Revision as of 22:50, 13 February 2009

First-Pass Rotation

First-Pass Curator Two-week period Task Goal
Karen 2/16-3/1 Organize FP curation for others with Andrei's help, set up immediate and long-term goals, reorganize FP form. Ease curation for others
Ranjana 3/2-3/15
Raymond 3/16-3/29
Jolene 3/30-4/12
Gary 4/13-4/26
Xiadong 4/27-5/10
Erich 5/11-5/24
Wen 5/25- 6/7
Kimberly 6/8-6/21

Assigned Tasks

Who When Task Goal
Andrei Analyze author fill-out form To provide a summary of what works and what not and to seek improvements of the procedure.
Andrei Work out the correspondence of fields between the author and curator forms.
Juancarlos Waiting for consensus on what to put in fields for author and curator for FP. Raymond suggests : To have a first pass form for curators that shows author's submission for curator's approval (e.g. a tick) for that information to be sent (along with whatever information a curator puts in) for data extraction. If the first-pass curator dis-approves author's input (by not ticking), then the author's input will not be further processed or sent but it will be nevertheless stored as is in the database. For the next phase, results from automated first-pass via textpresso could be treated similarly as that of the author's. The ultimate goal is to maximize the number of fields that need no curator approval. Sources of first-pass curation should be clearly distinguished by a person ID (textpresso will be assigned one). Juancarlos is okay with this, but while I'm leaning towards assigning the author response to a PersonID, if this is not going to be used for evidence anywhere, the corresponding email is possibly the more accurate evidence since the receiver may pass it on to someone who is not the WBPerson that email is assigned to. In that case Textpresso wouldn't need a person ID. I'm still leaning toward using IDs though, I'm just not sure it reflects the right things if we ever want that in WB or something like that. Juancarlos also needs to know how curators want to enter data. For any given Paper-Field, would curators want to be able to enter unlimited entries, and make then invalid to delete ? Would you prefer the current system where there's only a single box where everyone mushes in all data ? Would you care about the history of deleted things ?
Juancarlos done resolve dupicates There are many papers on the firstpass list that are already firstpassed. Most of these papers are duplicates and have two WBPaperID assignments. Is there a way to resolve this?.
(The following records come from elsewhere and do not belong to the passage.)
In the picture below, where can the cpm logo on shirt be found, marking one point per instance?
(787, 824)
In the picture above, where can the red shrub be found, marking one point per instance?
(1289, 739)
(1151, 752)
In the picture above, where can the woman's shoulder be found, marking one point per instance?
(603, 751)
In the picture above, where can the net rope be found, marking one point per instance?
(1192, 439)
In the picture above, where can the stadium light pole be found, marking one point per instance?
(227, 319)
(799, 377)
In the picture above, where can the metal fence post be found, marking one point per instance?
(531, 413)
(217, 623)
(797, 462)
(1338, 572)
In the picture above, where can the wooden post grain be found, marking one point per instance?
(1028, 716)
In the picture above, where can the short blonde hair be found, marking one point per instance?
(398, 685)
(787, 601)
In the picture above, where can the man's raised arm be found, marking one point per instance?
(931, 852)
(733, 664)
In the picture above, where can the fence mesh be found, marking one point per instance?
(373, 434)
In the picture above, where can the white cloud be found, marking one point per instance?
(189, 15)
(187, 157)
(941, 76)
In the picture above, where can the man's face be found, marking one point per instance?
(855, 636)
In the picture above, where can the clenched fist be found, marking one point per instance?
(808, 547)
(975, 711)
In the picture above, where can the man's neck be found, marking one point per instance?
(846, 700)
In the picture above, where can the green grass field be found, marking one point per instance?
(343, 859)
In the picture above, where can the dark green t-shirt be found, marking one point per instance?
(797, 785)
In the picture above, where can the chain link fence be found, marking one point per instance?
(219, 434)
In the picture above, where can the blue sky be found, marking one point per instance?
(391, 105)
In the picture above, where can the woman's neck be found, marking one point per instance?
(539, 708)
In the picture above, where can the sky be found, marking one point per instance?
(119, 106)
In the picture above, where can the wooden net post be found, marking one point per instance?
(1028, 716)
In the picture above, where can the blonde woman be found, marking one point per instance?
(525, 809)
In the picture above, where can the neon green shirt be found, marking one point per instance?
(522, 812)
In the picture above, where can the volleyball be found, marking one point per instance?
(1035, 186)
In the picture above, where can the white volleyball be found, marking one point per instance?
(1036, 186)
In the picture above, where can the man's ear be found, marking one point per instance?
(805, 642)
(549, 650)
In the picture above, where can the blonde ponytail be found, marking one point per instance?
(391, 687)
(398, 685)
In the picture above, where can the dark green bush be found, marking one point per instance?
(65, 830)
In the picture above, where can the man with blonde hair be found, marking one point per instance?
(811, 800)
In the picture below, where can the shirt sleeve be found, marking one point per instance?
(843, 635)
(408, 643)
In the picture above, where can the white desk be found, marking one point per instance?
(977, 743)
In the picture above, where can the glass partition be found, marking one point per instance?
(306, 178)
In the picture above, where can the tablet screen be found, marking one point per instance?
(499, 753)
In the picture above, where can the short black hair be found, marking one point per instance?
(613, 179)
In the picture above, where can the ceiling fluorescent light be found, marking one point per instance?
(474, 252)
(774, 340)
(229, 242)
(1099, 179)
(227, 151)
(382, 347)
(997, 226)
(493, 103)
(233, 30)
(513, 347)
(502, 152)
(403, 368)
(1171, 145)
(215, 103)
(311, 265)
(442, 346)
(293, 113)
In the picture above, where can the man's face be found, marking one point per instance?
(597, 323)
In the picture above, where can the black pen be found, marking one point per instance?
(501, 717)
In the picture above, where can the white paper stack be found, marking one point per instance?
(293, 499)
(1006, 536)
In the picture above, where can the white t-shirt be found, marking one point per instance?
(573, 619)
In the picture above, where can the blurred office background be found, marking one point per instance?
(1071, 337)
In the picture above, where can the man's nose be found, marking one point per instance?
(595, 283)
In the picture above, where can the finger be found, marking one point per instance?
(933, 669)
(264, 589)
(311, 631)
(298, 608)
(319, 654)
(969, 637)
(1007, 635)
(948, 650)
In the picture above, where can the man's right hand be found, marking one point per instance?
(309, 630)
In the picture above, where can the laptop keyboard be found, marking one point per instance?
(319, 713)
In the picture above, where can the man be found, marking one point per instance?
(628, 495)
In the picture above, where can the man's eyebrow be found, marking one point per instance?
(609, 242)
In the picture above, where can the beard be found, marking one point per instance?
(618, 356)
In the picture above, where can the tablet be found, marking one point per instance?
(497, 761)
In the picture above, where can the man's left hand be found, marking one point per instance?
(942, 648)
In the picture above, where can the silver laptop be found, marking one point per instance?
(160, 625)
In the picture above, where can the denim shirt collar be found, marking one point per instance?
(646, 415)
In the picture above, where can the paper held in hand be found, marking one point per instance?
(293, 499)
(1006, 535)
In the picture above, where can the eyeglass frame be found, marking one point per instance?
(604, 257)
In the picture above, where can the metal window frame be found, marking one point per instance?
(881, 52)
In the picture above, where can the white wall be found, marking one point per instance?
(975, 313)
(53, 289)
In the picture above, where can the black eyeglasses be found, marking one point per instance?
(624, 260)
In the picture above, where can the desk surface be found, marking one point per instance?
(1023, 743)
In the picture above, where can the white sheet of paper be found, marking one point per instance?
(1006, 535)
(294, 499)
Unassigned tasks and comments that need more discussion

  • We do have a record of data type curation for each paper, is there some way of combining the first pass curation with the curation status form?

-The curation status form gets flagged data from the first pass form (don't think I understand the question) -- Juancarlos

  • How does the false positive work?

- the words ``false positive get appended (or prepended, I forget and can't find an example) into the text field -- Juancarlos

  • Curator preference for FP remarks, can people deal with the not getting detailed notes about their data type and where it exists in the paper or should this be a mandatory part of first-pass?
  • Discrepancy between FP papers and total papers curated. For some data types, curators get to the paper before the FP curator, it would be good to know that a curator already touched it. Is there a way to mark the paper in the FP list as curated for a specific data type but not others?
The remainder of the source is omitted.